6.2.2.2.1. Utilisabilité de la documentation électronique

La présentation des informations peut varier d’une documentation à l’autre. Par exemple, pour un centre de maintenance visité, la liste d’outillage qui doit normalement se trouver au début de la documentation peut se trouver également à la fin de celle-ci ; la description d’un outillage spécifique qui devrait se trouver à l’intérieur même de la procédure où il est cité est à chercher ailleurs dans la documentation. Il faut se rendre à telle partie précise de la documentation. Les utilisateurs affirment que même après des années d’expérience dans le métier, ils éprouvent encore des difficultés à trouver les informations dont ils ont besoin. L’une des difficultés également est que lorsqu’utilisateur clique sur un lien hypertexte relatif à l’information qu’il veut, le résultat donné par le système ne correspond pas au contenu attendu. Ainsi, la tâche de RI de l’utilisateur n’aboutit pas à ce qu’il s’attend à trouver. Celui- ci risque également de se tromper de lien, c’est-à-dire de cliquer sur un lien autre que celui qu’il vise. Le système ne peut pas détecter cette erreur. C’est la limite de l’efficacité des systèmes d’information non humains dans le traitement des demandes des utilisateurs, contrairement aux demandes formulées à un « humain », par exemple auprès d’un documentaliste qui, pour comprendre la demande, construit une représentation spécifique de la demande en vue de la compréhension du problème posé par la personne qui demande une information (Ciaccia, 2008).

La documentation électronique est efficace pour certaines actions, par exemple, pour chercher une pièce rapidement (l’utilisateur a la possibilité d’effectuer la recherche à partir de la référence ou à partir d’un lien hypertexte), ou encore pour avoir la vue globale de l’avion. Mais, selon les opérateurs en maintenance, pour suivre la procédure de réparation d’une panne, la documentation électronique est moins efficace. La visualisation des figures peut également être problématique quand celles-ci sont larges.

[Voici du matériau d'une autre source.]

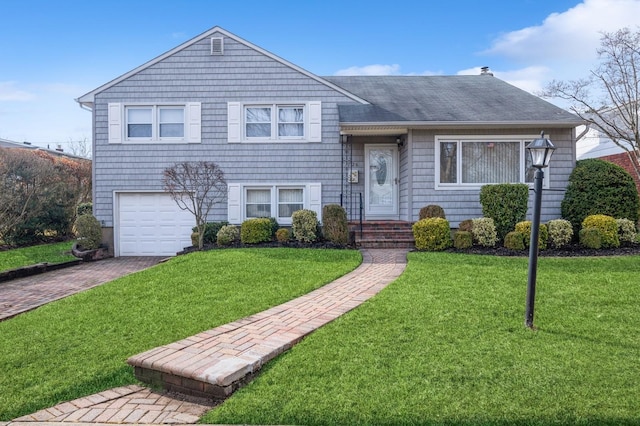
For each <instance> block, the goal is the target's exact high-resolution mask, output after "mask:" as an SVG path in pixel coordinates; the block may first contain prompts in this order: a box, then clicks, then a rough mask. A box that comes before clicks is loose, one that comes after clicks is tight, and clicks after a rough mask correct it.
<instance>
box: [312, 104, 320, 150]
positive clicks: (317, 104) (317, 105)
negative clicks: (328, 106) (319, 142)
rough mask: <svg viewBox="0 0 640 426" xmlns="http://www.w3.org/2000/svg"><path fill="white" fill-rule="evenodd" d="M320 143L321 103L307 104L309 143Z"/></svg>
mask: <svg viewBox="0 0 640 426" xmlns="http://www.w3.org/2000/svg"><path fill="white" fill-rule="evenodd" d="M321 141H322V102H320V101H315V102H309V142H321Z"/></svg>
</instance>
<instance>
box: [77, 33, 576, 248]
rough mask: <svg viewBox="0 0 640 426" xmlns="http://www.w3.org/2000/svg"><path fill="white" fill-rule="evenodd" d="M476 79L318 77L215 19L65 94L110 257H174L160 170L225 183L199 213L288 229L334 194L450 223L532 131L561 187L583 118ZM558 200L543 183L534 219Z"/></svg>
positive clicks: (501, 179)
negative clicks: (183, 169) (175, 43)
mask: <svg viewBox="0 0 640 426" xmlns="http://www.w3.org/2000/svg"><path fill="white" fill-rule="evenodd" d="M483 74H486V75H477V76H431V77H426V76H386V77H319V76H316V75H314V74H312V73H310V72H309V71H306V70H304V69H302V68H300V67H298V66H296V65H294V64H292V63H290V62H287V61H286V60H284V59H282V58H279V57H278V56H276V55H274V54H272V53H270V52H268V51H266V50H264V49H262V48H260V47H258V46H256V45H254V44H252V43H250V42H248V41H246V40H243V39H241V38H239V37H237V36H236V35H234V34H231V33H229V32H228V31H226V30H224V29H222V28H220V27H215V28H213V29H211V30H209V31H207V32H205V33H203V34H201V35H199V36H197V37H195V38H194V39H192V40H189V41H187V42H186V43H183V44H181V45H180V46H178V47H176V48H174V49H172V50H170V51H168V52H167V53H165V54H163V55H161V56H159V57H157V58H155V59H153V60H151V61H149V62H147V63H145V64H143V65H141V66H140V67H138V68H136V69H134V70H132V71H130V72H128V73H126V74H124V75H122V76H120V77H118V78H116V79H114V80H112V81H110V82H108V83H106V84H104V85H103V86H101V87H98V88H97V89H95V90H93V91H91V92H89V93H87V94H85V95H83V96H81V97H80V98H78V99H77V101H78V102H79V103H80V104H81V105H82V106H84V107H87V108H89V109H91V111H92V114H93V144H94V146H93V160H94V178H93V182H94V196H93V200H94V214H95V215H96V216H97V218H98V219H99V220H100V222H101V223H102V224H103V231H104V236H105V240H106V242H108V243H109V244H110V246H111V247H113V248H114V254H115V255H116V256H127V255H153V254H157V255H171V254H175V252H176V251H179V250H181V249H182V247H184V246H188V245H190V240H189V235H190V233H191V227H192V226H193V225H194V220H193V218H192V217H190V215H189V214H188V213H184V212H181V211H180V210H179V209H178V207H177V206H176V204H175V203H174V202H173V201H172V200H171V199H170V197H169V195H168V194H166V193H164V192H163V190H162V171H163V170H164V169H165V168H166V167H168V166H171V165H173V164H174V163H176V162H181V161H198V160H208V161H212V162H215V163H217V164H219V165H220V167H221V168H222V169H223V171H224V172H225V177H226V180H227V182H228V197H227V200H226V202H224V203H223V204H220V205H218V206H217V207H216V208H215V209H214V211H213V214H212V215H211V216H210V218H209V220H211V221H221V220H227V221H229V222H231V223H233V224H240V223H242V222H243V221H244V220H246V219H248V218H251V217H259V216H273V217H275V218H276V219H277V220H278V222H279V223H280V224H281V225H288V224H290V223H291V213H292V212H293V211H295V210H298V209H300V208H306V209H311V210H314V211H316V212H317V213H318V216H319V218H320V219H321V213H322V207H323V206H324V205H327V204H342V205H343V206H345V208H346V209H347V213H348V215H349V218H350V219H352V220H359V219H360V218H362V219H363V220H364V221H371V220H377V221H398V220H400V221H407V222H413V221H416V220H417V219H418V213H419V210H420V208H421V207H424V206H426V205H429V204H438V205H440V206H442V207H443V208H444V210H445V212H446V215H447V219H448V220H449V221H450V223H451V226H453V227H457V225H458V223H459V222H460V221H462V220H464V219H469V218H474V217H480V216H482V210H481V206H480V203H479V191H480V187H481V186H482V185H484V184H488V183H499V182H527V183H530V182H532V176H533V173H532V170H531V168H530V167H527V164H528V158H529V156H528V155H525V146H526V144H527V143H528V142H529V141H531V140H532V139H534V138H536V137H539V135H540V132H541V131H545V135H546V137H549V138H550V139H551V140H552V141H553V143H554V144H555V146H556V147H557V150H556V152H555V154H554V156H553V158H552V160H551V162H552V164H551V166H550V168H549V169H547V171H546V179H545V181H546V183H545V187H547V188H553V189H564V188H565V187H566V185H567V179H568V176H569V174H570V172H571V170H572V169H573V167H574V165H575V158H576V152H575V127H576V126H577V125H579V124H581V123H582V122H581V121H580V120H579V119H578V118H577V117H576V116H574V115H572V114H570V113H568V112H566V111H564V110H562V109H560V108H558V107H556V106H554V105H552V104H550V103H548V102H546V101H544V100H542V99H540V98H538V97H536V96H533V95H531V94H529V93H527V92H525V91H522V90H520V89H517V88H515V87H513V86H511V85H509V84H507V83H505V82H503V81H501V80H499V79H497V78H494V77H492V76H491V75H490V73H486V72H485V73H483ZM563 195H564V193H563V192H562V191H549V192H547V193H545V196H544V203H543V212H542V219H543V220H549V219H553V218H557V217H559V216H560V202H561V200H562V197H563ZM360 212H362V213H360Z"/></svg>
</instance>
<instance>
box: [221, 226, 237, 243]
mask: <svg viewBox="0 0 640 426" xmlns="http://www.w3.org/2000/svg"><path fill="white" fill-rule="evenodd" d="M239 238H240V232H239V231H238V227H237V226H234V225H224V226H222V228H220V230H219V231H218V234H217V235H216V244H217V245H218V246H220V247H223V246H229V245H231V244H233V243H234V242H236V241H238V239H239Z"/></svg>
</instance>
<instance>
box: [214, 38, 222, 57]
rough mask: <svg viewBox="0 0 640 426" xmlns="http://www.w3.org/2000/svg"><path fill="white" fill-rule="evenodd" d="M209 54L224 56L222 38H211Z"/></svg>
mask: <svg viewBox="0 0 640 426" xmlns="http://www.w3.org/2000/svg"><path fill="white" fill-rule="evenodd" d="M211 54H212V55H223V54H224V39H223V38H222V37H211Z"/></svg>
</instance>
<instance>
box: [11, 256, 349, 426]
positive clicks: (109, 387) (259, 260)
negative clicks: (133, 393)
mask: <svg viewBox="0 0 640 426" xmlns="http://www.w3.org/2000/svg"><path fill="white" fill-rule="evenodd" d="M361 260H362V257H361V255H360V253H359V252H357V251H353V250H312V249H278V248H274V249H239V250H213V251H207V252H198V253H192V254H189V255H185V256H179V257H175V258H173V259H171V260H170V261H168V262H167V263H163V264H159V265H156V266H154V267H152V268H150V269H148V270H145V271H141V272H139V273H136V274H133V275H129V276H127V277H124V278H121V279H118V280H115V281H113V282H111V283H108V284H105V285H102V286H100V287H97V288H94V289H92V290H89V291H86V292H82V293H79V294H76V295H74V296H71V297H69V298H66V299H63V300H60V301H57V302H53V303H50V304H48V305H45V306H43V307H41V308H39V309H37V310H35V311H31V312H28V313H25V314H22V315H19V316H17V317H15V318H12V319H10V320H7V321H3V322H0V421H3V420H4V421H6V420H11V419H13V418H16V417H18V416H21V415H25V414H29V413H32V412H35V411H37V410H39V409H42V408H46V407H50V406H53V405H55V404H57V403H59V402H61V401H69V400H72V399H75V398H79V397H81V396H85V395H90V394H93V393H96V392H100V391H103V390H106V389H109V388H113V387H117V386H123V385H127V384H132V383H135V382H136V380H135V378H134V376H133V371H132V368H131V367H129V366H128V365H127V364H126V359H127V358H128V357H129V356H131V355H135V354H137V353H140V352H143V351H146V350H148V349H151V348H154V347H156V346H160V345H163V344H167V343H170V342H174V341H177V340H180V339H183V338H185V337H187V336H190V335H193V334H196V333H198V332H200V331H203V330H208V329H211V328H214V327H216V326H219V325H222V324H225V323H228V322H231V321H234V320H237V319H240V318H243V317H245V316H248V315H251V314H254V313H256V312H260V311H263V310H265V309H267V308H269V307H272V306H275V305H278V304H281V303H284V302H286V301H288V300H290V299H293V298H294V297H297V296H300V295H302V294H305V293H308V292H310V291H311V290H313V289H315V288H318V287H320V286H322V285H323V284H326V283H328V282H330V281H333V280H334V279H336V278H338V277H340V276H342V275H344V274H345V273H347V272H349V271H351V270H353V269H354V268H356V267H357V266H358V265H359V264H360V262H361Z"/></svg>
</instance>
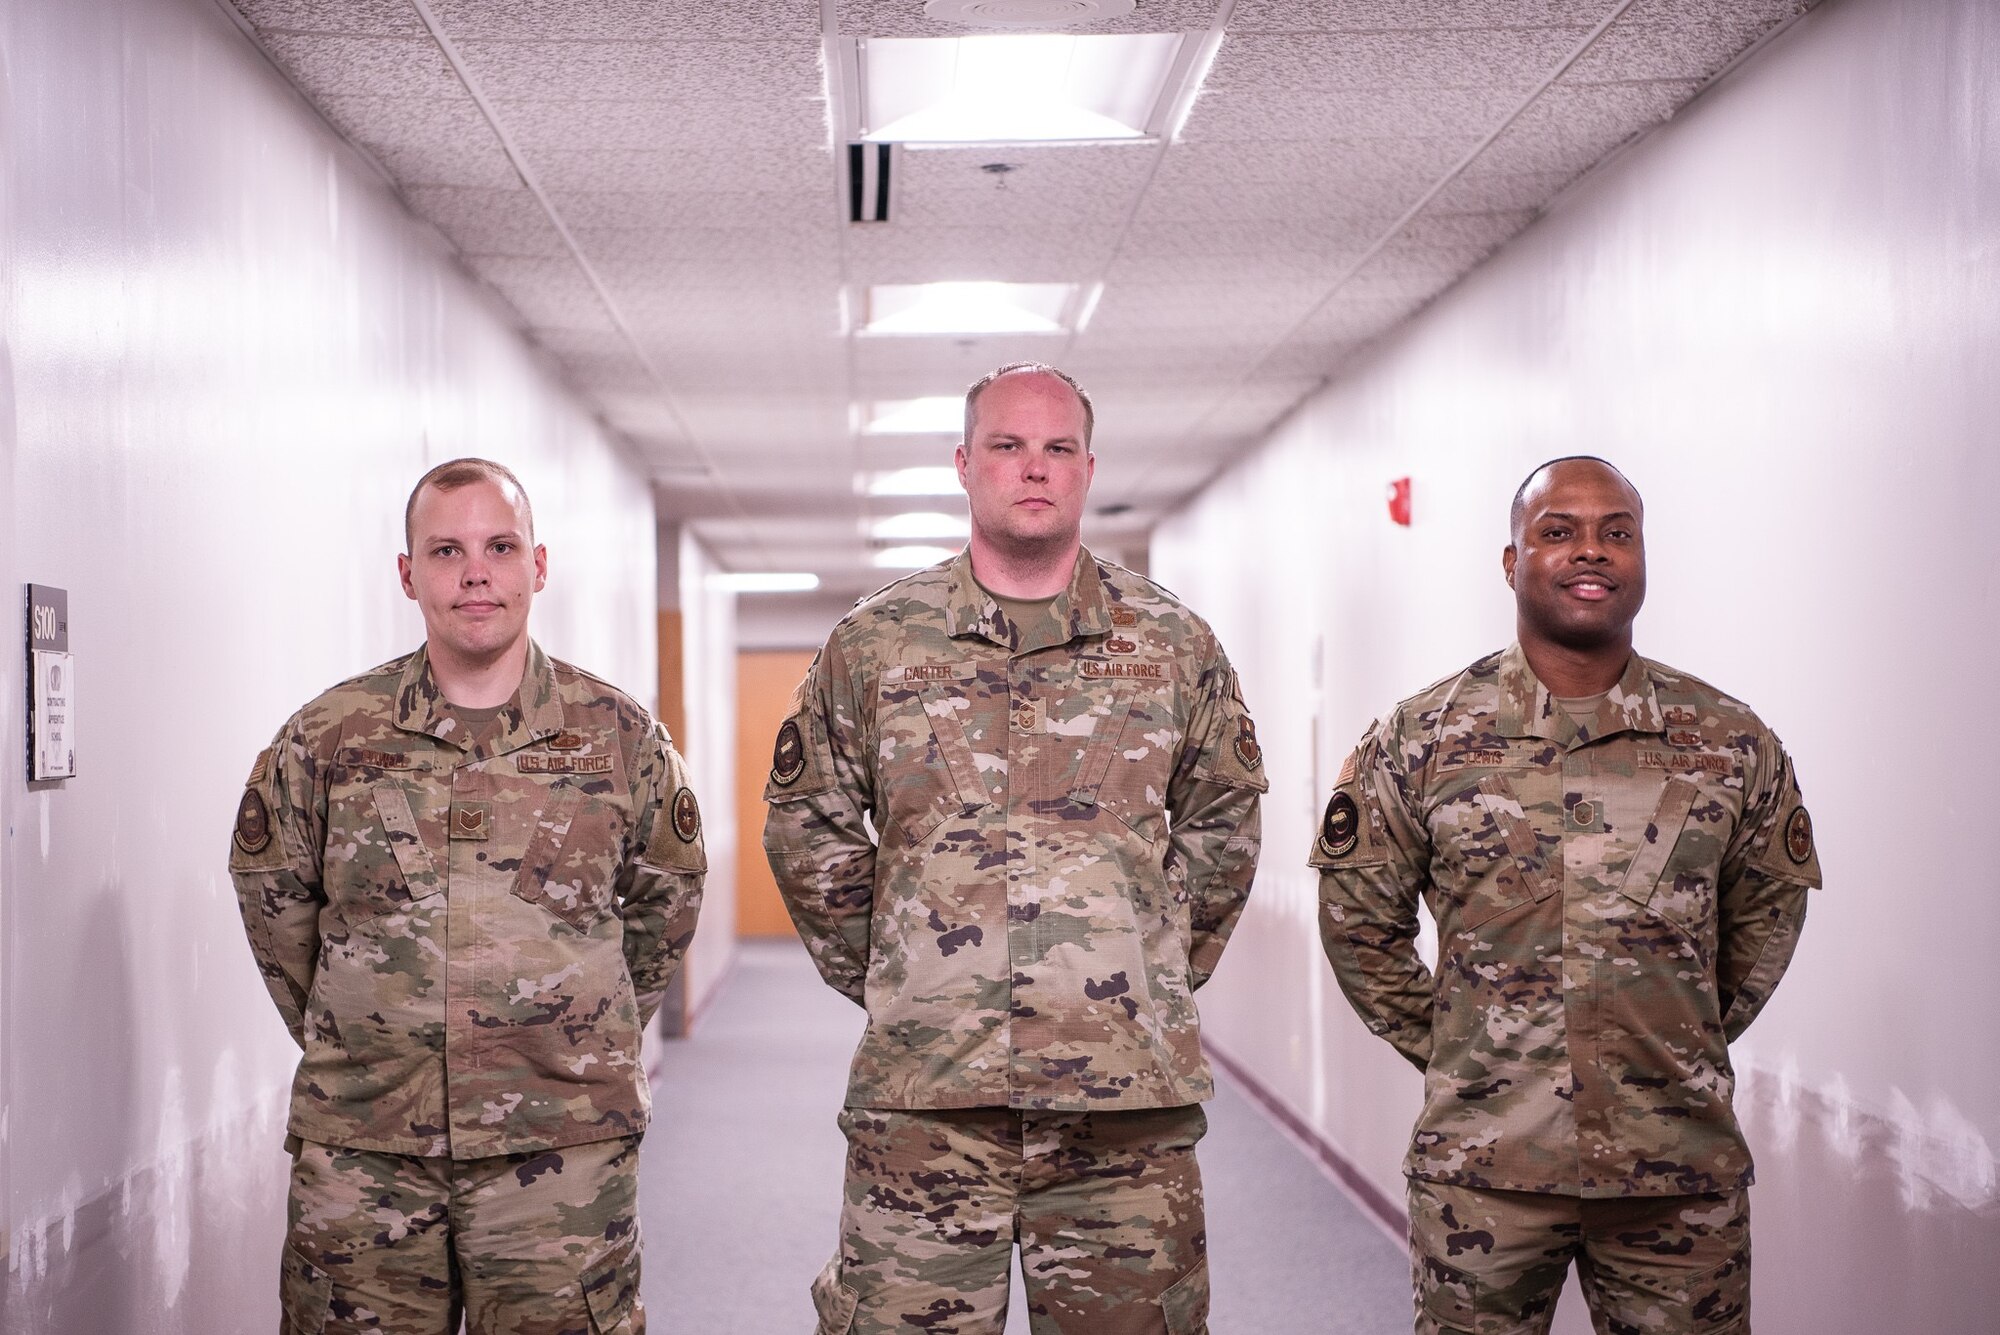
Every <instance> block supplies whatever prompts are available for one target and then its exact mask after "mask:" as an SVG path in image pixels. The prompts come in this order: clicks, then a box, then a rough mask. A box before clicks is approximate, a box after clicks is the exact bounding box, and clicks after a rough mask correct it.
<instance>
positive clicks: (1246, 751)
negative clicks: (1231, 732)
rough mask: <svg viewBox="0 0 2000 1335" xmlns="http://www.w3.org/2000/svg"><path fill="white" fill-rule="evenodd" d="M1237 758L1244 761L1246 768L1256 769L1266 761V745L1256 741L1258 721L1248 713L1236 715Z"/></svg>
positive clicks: (1236, 749)
mask: <svg viewBox="0 0 2000 1335" xmlns="http://www.w3.org/2000/svg"><path fill="white" fill-rule="evenodd" d="M1236 759H1240V761H1242V763H1244V769H1256V767H1258V765H1262V763H1264V747H1260V745H1258V741H1256V723H1252V721H1250V715H1248V713H1242V715H1238V717H1236Z"/></svg>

6.2.2.2.2. Utilisabilité de la documentation papier

L’utilisation de la documentation papier est coûteuse en effort et en temps. En effet, dans le cas de la MA, l’utilisateur est sans cesse conduit à tourner les pages pour rassembler différentes informations qui devraient être présentes ensembles sur la même page (par exemple, pour trouver les schémas correspondant à une procédure). Le temps passé pour la consultation de la procédure se répercute sur le temps de réalisation de la tâche de maintenance proprement dite. Cela a comme conséquence une pression temporelle encore plus importante qui entraîne une surcharge cognitive sur les opérateurs. La difficulté liée à la consultation de la documentation papier affecte ainsi la productivité et la performance de l’opérateur.